I have a full size colour version of this - Alsworld got it for me in the states... If he reads this he might post where he got it from.

M


----------



## brother (18/6/07)

Therook

Try this site
http://bluedogpos.cart.net.au/details/715287.html

Paul


----------



## therook (18/6/07)

brother said:


> Therook
> 
> Try this site
> http://bluedogpos.cart.net.au/details/715287.html
> ...




thanks paul


----------



## clintmo (19/10/07)

this link is broken now !!! where can i get a hi-res copy of this pic


----------



## SJW (19/10/07)

It works for me. The first page is just a note as to the size of the file, then click on the link and away u go!


----------



## shoobs (19/10/07)

I just whacked up a slightly modified PDF of the table (still not in colour) in this thread:

http://www.aussiehomebrewer.com/forum/inde...mp;#entry252738


----------



## hsb (15/8/11)

therook said:


> I wouldn't mind a copy of this in color...

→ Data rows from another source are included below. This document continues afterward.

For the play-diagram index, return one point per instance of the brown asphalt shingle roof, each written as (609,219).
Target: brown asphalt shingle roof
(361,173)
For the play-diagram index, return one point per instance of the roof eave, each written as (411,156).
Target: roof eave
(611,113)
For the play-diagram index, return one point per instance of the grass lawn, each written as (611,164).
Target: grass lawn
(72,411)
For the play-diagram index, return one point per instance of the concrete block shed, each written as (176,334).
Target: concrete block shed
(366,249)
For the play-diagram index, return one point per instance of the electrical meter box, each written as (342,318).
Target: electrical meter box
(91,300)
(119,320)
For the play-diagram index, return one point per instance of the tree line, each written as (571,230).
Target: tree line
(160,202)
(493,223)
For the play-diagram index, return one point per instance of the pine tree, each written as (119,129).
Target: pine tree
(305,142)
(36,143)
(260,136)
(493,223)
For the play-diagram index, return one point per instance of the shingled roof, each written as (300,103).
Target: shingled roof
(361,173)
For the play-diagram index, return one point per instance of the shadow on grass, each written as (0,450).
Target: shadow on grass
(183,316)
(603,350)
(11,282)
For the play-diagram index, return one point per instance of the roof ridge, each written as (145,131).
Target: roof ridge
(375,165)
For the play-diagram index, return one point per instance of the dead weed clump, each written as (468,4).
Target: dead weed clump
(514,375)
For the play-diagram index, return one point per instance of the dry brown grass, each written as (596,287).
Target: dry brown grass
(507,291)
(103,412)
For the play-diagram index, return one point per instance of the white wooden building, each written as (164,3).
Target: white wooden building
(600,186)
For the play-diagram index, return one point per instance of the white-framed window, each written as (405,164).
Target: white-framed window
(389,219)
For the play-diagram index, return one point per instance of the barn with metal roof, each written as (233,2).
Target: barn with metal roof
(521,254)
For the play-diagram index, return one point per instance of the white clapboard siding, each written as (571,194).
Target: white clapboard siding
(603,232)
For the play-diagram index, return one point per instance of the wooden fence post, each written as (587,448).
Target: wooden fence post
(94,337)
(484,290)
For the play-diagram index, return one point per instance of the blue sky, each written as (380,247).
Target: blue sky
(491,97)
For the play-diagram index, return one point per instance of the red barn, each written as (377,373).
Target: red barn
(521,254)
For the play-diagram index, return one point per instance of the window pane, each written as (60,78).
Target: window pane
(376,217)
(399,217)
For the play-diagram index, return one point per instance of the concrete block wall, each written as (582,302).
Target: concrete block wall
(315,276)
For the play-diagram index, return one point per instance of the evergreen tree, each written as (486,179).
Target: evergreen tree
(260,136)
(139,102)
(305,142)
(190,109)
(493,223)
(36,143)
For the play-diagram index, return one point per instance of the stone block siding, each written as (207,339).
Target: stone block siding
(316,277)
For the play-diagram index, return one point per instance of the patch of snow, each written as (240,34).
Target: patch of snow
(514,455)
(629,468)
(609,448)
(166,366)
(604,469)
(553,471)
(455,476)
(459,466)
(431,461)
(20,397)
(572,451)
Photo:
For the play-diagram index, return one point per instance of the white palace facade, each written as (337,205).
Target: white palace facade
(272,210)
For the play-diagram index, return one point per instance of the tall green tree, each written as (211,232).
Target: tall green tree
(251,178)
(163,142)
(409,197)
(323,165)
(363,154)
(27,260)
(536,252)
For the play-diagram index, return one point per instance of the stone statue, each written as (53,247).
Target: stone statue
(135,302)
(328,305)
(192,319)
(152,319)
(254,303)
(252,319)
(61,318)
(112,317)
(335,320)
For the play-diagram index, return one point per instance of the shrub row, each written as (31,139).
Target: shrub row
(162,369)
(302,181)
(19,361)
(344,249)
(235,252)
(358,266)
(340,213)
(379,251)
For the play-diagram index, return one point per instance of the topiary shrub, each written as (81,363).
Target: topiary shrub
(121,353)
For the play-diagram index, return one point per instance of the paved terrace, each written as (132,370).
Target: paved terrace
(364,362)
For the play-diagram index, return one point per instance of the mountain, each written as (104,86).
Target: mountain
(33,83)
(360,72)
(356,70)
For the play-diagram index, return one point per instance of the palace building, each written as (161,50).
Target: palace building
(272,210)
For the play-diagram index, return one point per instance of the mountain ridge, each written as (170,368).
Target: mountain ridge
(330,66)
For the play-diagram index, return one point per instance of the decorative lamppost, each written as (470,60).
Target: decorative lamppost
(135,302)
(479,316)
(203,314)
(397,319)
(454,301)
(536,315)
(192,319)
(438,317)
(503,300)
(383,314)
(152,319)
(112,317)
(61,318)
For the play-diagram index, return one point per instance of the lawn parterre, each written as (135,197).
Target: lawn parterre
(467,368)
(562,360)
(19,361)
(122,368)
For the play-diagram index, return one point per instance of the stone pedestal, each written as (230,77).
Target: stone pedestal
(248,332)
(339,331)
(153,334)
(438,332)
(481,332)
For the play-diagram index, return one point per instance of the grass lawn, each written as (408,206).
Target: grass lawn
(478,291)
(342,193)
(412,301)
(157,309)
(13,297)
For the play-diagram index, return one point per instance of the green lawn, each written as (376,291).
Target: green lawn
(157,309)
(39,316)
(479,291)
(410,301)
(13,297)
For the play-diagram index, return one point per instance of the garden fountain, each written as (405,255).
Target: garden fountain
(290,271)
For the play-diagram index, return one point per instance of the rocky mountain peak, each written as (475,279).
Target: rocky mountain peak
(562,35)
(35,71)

4 years on and the link above is long dead... anyone got a colour version of this Periodic Table of Beer Styles?
Cheers.


----------



## hsb (15/8/11)

Here's a colour hop one I stumbled upon, no affiliation, random google image discovery.


----------



## peas_and_corn (15/8/11)

That is totally awesome.


----------



## lagers44 (15/8/11)

Do you mean this ?

Beeriodic Table


----------



## markymoo (15/8/11)

http://schlob.files.wordpress.com/2010/10/...iodic-table.jpg

hows that one?


----------



## Kevman (15/8/11)

I found this which looks pretty amazing.

http://cdn.gunaxin.com/wp-content/uploads/2009/12/dRMby.png

Beaten by markymoo who has a more detailed version than mine.


----------



## Cannibal Smurf (15/8/11)

markymoo said:


> http://schlob.files.wordpress.com/2010/10/...iodic-table.jpg
> 
> hows that one?



I have this one in Excel file if anyone wants it....had too much time on my hands one day at work. PM for a copy.

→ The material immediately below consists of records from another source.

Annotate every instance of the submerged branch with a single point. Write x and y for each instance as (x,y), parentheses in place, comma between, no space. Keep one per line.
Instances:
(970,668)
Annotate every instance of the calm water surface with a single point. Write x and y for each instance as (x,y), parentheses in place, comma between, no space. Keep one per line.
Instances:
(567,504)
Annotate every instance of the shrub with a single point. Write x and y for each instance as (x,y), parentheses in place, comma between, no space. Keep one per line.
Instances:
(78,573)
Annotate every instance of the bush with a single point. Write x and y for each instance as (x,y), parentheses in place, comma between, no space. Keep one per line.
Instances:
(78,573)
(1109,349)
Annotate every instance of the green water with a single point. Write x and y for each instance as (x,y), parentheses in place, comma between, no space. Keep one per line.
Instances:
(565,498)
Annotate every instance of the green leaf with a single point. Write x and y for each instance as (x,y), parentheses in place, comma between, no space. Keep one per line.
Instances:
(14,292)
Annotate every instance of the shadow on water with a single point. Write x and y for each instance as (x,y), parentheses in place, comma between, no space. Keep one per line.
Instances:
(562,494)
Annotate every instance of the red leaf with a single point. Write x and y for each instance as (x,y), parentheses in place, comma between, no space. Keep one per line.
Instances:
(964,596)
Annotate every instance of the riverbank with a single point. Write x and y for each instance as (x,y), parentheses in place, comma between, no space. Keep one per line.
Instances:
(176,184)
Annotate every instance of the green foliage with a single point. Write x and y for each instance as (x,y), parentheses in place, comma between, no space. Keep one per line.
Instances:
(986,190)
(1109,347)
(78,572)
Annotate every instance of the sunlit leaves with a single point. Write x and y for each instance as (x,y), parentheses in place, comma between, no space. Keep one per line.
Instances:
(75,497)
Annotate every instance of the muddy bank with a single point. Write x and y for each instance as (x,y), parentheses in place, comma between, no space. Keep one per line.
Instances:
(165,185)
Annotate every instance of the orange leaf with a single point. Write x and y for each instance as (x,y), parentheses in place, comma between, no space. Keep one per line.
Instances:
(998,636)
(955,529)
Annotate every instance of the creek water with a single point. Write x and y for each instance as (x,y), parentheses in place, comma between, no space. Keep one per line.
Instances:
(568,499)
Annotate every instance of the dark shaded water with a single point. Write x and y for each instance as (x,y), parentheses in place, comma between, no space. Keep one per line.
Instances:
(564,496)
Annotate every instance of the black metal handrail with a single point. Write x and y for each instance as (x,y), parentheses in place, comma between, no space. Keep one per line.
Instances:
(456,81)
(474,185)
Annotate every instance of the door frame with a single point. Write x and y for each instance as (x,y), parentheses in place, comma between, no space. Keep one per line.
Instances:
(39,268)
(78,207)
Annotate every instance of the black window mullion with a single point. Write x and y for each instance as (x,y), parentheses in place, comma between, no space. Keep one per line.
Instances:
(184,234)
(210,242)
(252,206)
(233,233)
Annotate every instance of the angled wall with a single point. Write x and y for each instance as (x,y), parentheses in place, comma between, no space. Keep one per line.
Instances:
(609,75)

I was going to post it in this thread a few weeks ago, but after discussing it with Dane I decided not to post it 'just in case' ..etc


----------



## hsb (15/8/11)

Thanks guys, perfect. I took the colour image above and added the _description with commercial examples_ text from a higher res b&w version to make it more readable when printed.
I'm sticking it on a keezer.

(Too) Big (for AHB attachments) PSD file link:
http://www.mediafire.com/?54sgypnahyhsbbu


----------



## Wolfy (15/8/11)

hsb said:


> (Too) Big (for AHB attachments) PSD file link:
> http://www.mediafire.com/?54sgypnahyhsbbu


The MediaFire link does not work for me, dunno if it's just a temporary server not found thing, or if it's broken.


----------



## hsb (15/8/11)

Should be a temporary thing, seems OK here. The link is just a bigger version (12MB) of the image embedded above in any case

http://www.mediafire.com/?54sgypnahyhsbbu

PM me tomorrow if still not working and I'll upload to an alternative. Cheers.


----------